A sign is pictured after a news conference with Republican House and Senate leaders about the “reckless Democrat-led government shutdown,” that went into effect at midnight, on Wednesday, October 1, 2025. (Tom Williams/CQ-Roll Call, Inc via Getty Images)
This week, that word game turned into a weapon. When Republicans pointed out that Democrats were holding up government funding to force taxpayer health care for illegal immigrants, the response was: No, we’re not funding health care for undocumented persons.
Translation: the Biden administration handed out parole papers, so in Democratic rhetoric, those migrants are no longer “undocumented.” They’ve got documents now, pieces of paper that say that they won’t be thrown out immediately — and that’s all that matters. Paperwork over policy.
But the law is unambiguous: parole is not admission. It does not confer legal status. A parolee may have a work permit and temporary protection from deportation, but in the eyes of U.S. law they remain an inadmissible alien. Or, in plain English: still an illegal immigrant. Pile up all the paperwork you want, Biden’s documents don’t make an illegal immigrant legal.
Summerstime Blues
Larry Summers took a swing at Stephen Miran this week and missed badly. Summers claimed Trump’s tariff policy would shrink the supply of dollars available to foreigners and therefore reduce the funds flowing back into U.S. investment.
That’s obvious nonsense. If trade policy reduces the supply of dollars in foreign hands, it necessarily increases the supply in American hands. Dollars don’t vanish. They remain available for saving, lending, and investing here at home. In other words, tariffs can bolster domestic capital formation instead of draining it — precisely the opposite of Summers’ warning.
Economics requires not just seeing the first-order effect—lower trade deficits mean fewer dollars in foreign hands—but the second-order effects—more dollars for Americans. Whatever Summers was doing when critiquing Miran, it wasn’t economics.
You Keep Saying Tariffs Cause Inflation—We Don’t Think You Know What That Means
There’s a thing over at the Harvard Business School called the Pricing Lab. The folks at the lab have put together a tariff price tracker, which tracks prices of three categories of goods: tariffed imports, domestic goods affected by tariffs, and domestic goods not affected by tariffs.
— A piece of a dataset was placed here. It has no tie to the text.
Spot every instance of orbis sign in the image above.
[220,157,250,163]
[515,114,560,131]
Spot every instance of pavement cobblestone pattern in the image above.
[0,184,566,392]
If the theory that tariffs cause prices to rise were correct, you would expect that prices of tariffed goods and tariff-affected goods would rise faster than unaffected goods.
Not only is that not happening. It’s the opposite of what’s happening. Since Liberation Day, the April 2nd tariff announcement, prices of tariffed goods are up 1.13 percent. Prices of tariff-affected domestic goods are down 0.67 percent. And prices of unaffected domestic goods are up 1.25 percent.
You probably need the sophistication of someone like Summers to explain this. Perhaps tariffs are doing a double-reverse somersault surprise attack and raising prices exactly where we’d least expect it. For our part, we’re happy to stick with the simpler answer: Liberation Day tariffs aren’t raising prices.